The Death Of Rented Attention: Why CMOs Are Leaning Into Experiential
Briefly

The Death Of Rented Attention: Why CMOs Are Leaning Into Experiential
"Digital marketing promised control. Instead, it turned brands into tenants. For the past decade, marketing has been refreshingly simple: Buy media, optimize creative, watch the dashboards, repeat. It was efficient. It was scalable. It was also building your brand house on someone else's land. At any time, platforms like Google, Facebook and Amazon can change the rules-or worse, change the algorithm without telling you."
"The problem isn't that digital stopped working. It's that we stopped building brand assets that compound- signature experiences, owned channels, communities and the like. Over the past decade, the infatuation with digital ads pulled investment out of brand building and tangible real-world assets, but that's changing in a big way now."
"Research by Boston Consulting Group shows how important brand marketing still is-every $1 cut from brand spend today can cost brands $1.92 in future investment just to win back the "mind share" they gave up."

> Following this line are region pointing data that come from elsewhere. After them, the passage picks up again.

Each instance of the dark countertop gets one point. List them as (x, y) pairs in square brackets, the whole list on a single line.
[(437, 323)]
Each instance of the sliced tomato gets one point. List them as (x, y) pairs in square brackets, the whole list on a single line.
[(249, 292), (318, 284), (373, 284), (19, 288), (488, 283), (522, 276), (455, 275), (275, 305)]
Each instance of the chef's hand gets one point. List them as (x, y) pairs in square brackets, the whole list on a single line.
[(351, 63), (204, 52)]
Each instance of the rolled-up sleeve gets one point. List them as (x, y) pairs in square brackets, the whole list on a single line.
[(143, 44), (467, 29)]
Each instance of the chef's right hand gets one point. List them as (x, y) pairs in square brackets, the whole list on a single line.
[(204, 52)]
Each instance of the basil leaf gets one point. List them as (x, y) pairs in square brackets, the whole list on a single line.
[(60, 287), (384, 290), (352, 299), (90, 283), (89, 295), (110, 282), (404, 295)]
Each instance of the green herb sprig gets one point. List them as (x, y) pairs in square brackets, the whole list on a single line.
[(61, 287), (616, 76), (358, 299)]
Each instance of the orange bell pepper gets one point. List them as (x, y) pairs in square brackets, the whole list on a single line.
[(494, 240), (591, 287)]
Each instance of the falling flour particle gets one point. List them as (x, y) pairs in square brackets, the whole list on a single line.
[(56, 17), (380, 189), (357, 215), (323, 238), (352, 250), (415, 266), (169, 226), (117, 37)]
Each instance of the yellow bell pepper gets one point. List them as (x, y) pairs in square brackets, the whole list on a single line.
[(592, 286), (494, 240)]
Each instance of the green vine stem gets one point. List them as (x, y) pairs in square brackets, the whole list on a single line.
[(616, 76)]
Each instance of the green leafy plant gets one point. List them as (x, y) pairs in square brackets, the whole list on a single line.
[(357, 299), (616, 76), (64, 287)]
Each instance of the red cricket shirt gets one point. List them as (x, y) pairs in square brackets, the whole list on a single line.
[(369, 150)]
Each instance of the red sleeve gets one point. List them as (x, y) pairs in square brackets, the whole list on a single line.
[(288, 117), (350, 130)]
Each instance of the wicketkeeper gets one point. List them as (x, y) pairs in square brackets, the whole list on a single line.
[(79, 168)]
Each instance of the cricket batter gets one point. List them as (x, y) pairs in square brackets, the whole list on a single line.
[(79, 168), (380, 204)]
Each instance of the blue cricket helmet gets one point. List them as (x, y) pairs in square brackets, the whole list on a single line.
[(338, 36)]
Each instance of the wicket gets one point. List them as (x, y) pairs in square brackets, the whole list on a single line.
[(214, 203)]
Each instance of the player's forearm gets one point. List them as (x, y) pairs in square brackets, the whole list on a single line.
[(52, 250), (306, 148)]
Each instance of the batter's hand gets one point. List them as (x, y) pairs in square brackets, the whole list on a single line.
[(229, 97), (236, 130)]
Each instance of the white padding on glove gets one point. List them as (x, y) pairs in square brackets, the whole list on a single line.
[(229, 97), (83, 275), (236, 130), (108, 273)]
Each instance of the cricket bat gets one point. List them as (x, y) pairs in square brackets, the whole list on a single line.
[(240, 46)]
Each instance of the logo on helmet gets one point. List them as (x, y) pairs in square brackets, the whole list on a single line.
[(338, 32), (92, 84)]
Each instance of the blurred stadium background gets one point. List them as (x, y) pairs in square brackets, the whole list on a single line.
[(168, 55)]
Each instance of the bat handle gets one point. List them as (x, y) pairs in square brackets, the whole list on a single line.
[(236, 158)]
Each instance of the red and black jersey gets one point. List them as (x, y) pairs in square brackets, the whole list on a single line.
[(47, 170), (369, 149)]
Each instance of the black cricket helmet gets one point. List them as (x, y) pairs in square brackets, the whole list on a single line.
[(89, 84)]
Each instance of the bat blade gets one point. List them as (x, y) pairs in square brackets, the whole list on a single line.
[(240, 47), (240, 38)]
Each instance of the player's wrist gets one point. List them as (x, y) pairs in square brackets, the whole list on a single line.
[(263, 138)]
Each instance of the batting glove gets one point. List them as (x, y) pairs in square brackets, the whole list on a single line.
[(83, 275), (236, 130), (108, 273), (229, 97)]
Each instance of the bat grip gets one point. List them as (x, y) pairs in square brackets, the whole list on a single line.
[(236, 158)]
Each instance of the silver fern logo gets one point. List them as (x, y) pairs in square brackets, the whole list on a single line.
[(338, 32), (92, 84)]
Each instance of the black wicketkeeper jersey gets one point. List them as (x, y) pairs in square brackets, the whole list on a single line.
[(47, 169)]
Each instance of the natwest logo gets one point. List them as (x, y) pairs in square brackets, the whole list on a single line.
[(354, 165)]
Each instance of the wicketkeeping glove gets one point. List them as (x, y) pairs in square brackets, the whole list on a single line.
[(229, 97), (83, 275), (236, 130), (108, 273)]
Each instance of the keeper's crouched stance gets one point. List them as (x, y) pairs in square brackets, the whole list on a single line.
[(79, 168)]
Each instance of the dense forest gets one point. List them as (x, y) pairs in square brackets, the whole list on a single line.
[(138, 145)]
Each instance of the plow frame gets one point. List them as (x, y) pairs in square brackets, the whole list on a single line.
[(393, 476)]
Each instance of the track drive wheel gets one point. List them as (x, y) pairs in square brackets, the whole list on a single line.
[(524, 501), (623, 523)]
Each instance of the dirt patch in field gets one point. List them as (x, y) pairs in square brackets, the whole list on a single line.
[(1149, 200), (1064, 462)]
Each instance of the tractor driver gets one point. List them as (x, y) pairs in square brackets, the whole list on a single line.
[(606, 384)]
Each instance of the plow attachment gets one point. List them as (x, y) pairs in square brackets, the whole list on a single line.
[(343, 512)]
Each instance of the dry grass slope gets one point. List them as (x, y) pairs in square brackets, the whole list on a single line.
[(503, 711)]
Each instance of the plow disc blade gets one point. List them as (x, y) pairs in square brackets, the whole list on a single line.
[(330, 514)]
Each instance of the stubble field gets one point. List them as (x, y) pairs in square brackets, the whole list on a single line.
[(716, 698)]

Digital marketing promised efficiency and scalability but left brands dependent on platforms like Google, Facebook, and Amazon that control algorithms and can change rules unilaterally. CMOs increasingly recognize experiential marketing as core infrastructure rather than optional brand moments because it represents one of the few truly owned marketing channels. Research shows cutting brand spend costs $1.92 in future investment to recover lost mind share. Consumer attention remains fixed at approximately six hours daily per person and isn't growing, while advertisers proliferate. This creates pressure to build compounding brand assets through owned channels, signature experiences, and communities rather than relying on ephemeral digital advertising.